Personally, like anyone else who’s given the matter any thought I guess, the aims are always towards the higher level – wisdom – whatever our (current) level of activity as a practitioner. In my particular case as an engineer I started and worked for 20 years in the applied space – learning and using knowledge of how to apply information to specific ends. It’s all about “decision-support” of course – all worthwhile activities involve decisions, so that truism in itself doesn’t add much to any definitions. One of the things you learn – wisdom you gain – is that those practitioners in the data and information layers can, by inadvertent presumptions about decision-making and use-in-action, create constraints on usage in the knowledge layers. So for the last 12 years or so, I shifted my focus down a couple of layers to understand the presumptions and how (unnecessary) constraints can arise.

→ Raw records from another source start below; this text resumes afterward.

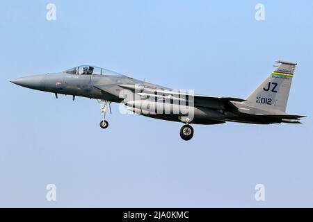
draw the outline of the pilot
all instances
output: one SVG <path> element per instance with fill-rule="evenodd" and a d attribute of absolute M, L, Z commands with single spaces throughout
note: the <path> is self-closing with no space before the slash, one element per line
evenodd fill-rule
<path fill-rule="evenodd" d="M 87 75 L 88 74 L 88 70 L 87 70 L 87 67 L 84 67 L 83 68 L 83 75 Z"/>

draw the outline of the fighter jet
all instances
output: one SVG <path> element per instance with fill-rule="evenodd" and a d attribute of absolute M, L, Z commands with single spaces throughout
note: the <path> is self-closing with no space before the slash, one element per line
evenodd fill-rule
<path fill-rule="evenodd" d="M 279 65 L 246 99 L 200 95 L 175 90 L 139 80 L 106 69 L 78 66 L 64 71 L 23 77 L 12 83 L 58 94 L 96 99 L 100 105 L 102 128 L 109 123 L 106 113 L 111 103 L 120 103 L 133 112 L 184 123 L 180 136 L 189 140 L 191 124 L 220 124 L 226 121 L 255 124 L 300 123 L 305 116 L 286 112 L 288 96 L 297 63 L 276 61 Z"/>

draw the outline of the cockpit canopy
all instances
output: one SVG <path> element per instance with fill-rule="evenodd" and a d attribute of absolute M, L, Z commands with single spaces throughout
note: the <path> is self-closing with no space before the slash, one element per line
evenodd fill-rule
<path fill-rule="evenodd" d="M 106 75 L 106 76 L 120 76 L 121 74 L 91 65 L 81 65 L 65 71 L 68 74 L 76 75 Z"/>

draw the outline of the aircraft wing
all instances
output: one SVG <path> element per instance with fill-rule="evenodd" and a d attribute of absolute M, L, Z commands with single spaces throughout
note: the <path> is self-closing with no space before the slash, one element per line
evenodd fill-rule
<path fill-rule="evenodd" d="M 184 92 L 171 91 L 168 89 L 162 89 L 159 88 L 141 87 L 136 89 L 134 85 L 119 85 L 119 86 L 132 91 L 138 91 L 138 94 L 141 96 L 148 96 L 155 97 L 157 99 L 173 99 L 173 100 L 188 100 L 187 97 L 193 97 L 195 106 L 202 106 L 205 108 L 221 109 L 225 110 L 237 111 L 238 108 L 232 103 L 232 101 L 242 102 L 246 100 L 234 98 L 214 96 L 207 95 L 200 95 L 189 94 Z M 135 90 L 137 89 L 137 90 Z M 144 91 L 143 91 L 143 89 Z"/>
<path fill-rule="evenodd" d="M 256 114 L 257 116 L 262 116 L 269 118 L 286 119 L 299 119 L 299 118 L 306 117 L 305 116 L 289 115 L 289 114 Z"/>

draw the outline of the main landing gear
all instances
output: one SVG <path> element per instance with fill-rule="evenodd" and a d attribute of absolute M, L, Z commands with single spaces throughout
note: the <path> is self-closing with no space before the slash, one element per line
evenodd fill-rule
<path fill-rule="evenodd" d="M 180 137 L 184 140 L 190 140 L 193 137 L 193 128 L 189 124 L 184 125 L 180 129 Z"/>
<path fill-rule="evenodd" d="M 99 105 L 100 105 L 101 113 L 102 113 L 102 114 L 103 114 L 102 120 L 100 122 L 100 127 L 103 129 L 106 129 L 109 126 L 108 121 L 106 120 L 105 120 L 106 113 L 108 107 L 110 109 L 110 113 L 112 113 L 111 110 L 111 102 L 108 101 L 106 100 L 97 99 L 97 101 Z"/>

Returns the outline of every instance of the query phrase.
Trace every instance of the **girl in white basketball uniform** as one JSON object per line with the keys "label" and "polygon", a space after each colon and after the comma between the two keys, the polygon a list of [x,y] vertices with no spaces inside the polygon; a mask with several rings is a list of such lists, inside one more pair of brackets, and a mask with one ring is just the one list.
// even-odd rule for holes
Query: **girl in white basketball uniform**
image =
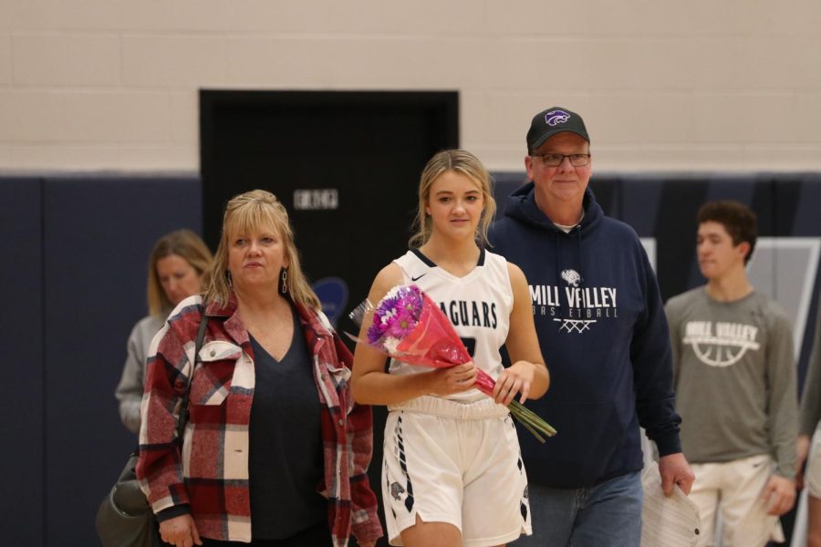
{"label": "girl in white basketball uniform", "polygon": [[[359,344],[351,388],[357,402],[390,411],[381,482],[390,544],[504,545],[531,532],[527,478],[506,406],[514,397],[538,398],[549,383],[530,292],[517,266],[483,249],[495,202],[473,154],[433,156],[419,198],[411,250],[379,273],[369,299],[418,285],[451,319],[473,361],[434,369],[391,360],[385,373],[384,356]],[[363,336],[371,320],[365,317]],[[496,379],[494,398],[473,387],[477,368]]]}

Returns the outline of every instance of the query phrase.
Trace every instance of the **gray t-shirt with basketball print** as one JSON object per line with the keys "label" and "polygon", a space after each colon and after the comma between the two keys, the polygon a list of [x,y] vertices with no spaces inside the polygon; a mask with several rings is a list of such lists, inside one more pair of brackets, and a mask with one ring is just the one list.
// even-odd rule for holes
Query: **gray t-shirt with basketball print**
{"label": "gray t-shirt with basketball print", "polygon": [[719,302],[701,286],[670,298],[664,309],[687,459],[770,454],[779,475],[794,477],[796,372],[781,307],[755,291]]}

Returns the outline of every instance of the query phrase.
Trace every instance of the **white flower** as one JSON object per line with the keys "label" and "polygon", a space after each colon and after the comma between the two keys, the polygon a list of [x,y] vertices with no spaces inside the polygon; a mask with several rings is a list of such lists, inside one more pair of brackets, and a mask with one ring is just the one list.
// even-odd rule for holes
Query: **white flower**
{"label": "white flower", "polygon": [[396,354],[399,343],[400,339],[396,336],[385,336],[385,339],[382,340],[382,347],[390,354]]}

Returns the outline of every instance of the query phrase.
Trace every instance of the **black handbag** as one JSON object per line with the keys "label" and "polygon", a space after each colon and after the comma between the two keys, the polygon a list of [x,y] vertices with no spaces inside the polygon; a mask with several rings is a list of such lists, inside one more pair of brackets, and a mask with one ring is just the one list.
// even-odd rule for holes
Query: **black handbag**
{"label": "black handbag", "polygon": [[[194,367],[200,358],[200,348],[205,337],[208,319],[203,315],[197,341],[194,345]],[[193,368],[192,369],[193,370]],[[192,376],[193,376],[192,374]],[[191,382],[182,395],[180,405],[180,419],[177,423],[177,439],[182,443],[185,424],[188,421],[188,395]],[[97,510],[97,533],[103,547],[160,547],[160,527],[154,518],[151,506],[140,489],[137,480],[138,450],[129,458],[125,468]]]}

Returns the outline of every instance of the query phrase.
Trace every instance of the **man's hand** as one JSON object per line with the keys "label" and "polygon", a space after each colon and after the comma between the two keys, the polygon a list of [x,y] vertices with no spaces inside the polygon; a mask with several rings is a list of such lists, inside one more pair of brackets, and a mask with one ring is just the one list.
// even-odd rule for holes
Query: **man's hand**
{"label": "man's hand", "polygon": [[684,494],[690,493],[695,475],[681,452],[668,454],[659,459],[659,474],[661,475],[661,490],[665,496],[672,495],[673,484],[678,484]]}
{"label": "man's hand", "polygon": [[762,494],[767,513],[780,516],[793,509],[795,501],[795,482],[792,479],[773,475]]}

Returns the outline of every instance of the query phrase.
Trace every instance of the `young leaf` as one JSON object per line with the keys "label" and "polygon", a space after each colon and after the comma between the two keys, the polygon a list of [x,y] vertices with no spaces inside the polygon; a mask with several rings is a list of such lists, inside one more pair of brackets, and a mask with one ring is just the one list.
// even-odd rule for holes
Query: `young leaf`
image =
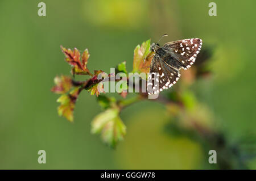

I have to say in the process, I’ve developed a huge respect for librarians. Anyone who thinks it’s “just” thorough record keeping – some clerical admin task – misses the need for good strategies and architectures for how data, meta-data, information and relations between these are organized. We benefit from some types of “constraint”. The more virtual our libraries become, the more we need to avoid librarianship becoming a dying art.
Ubiquitous, real-time, interactive connectivity is not necessarily entirely good in and of itself.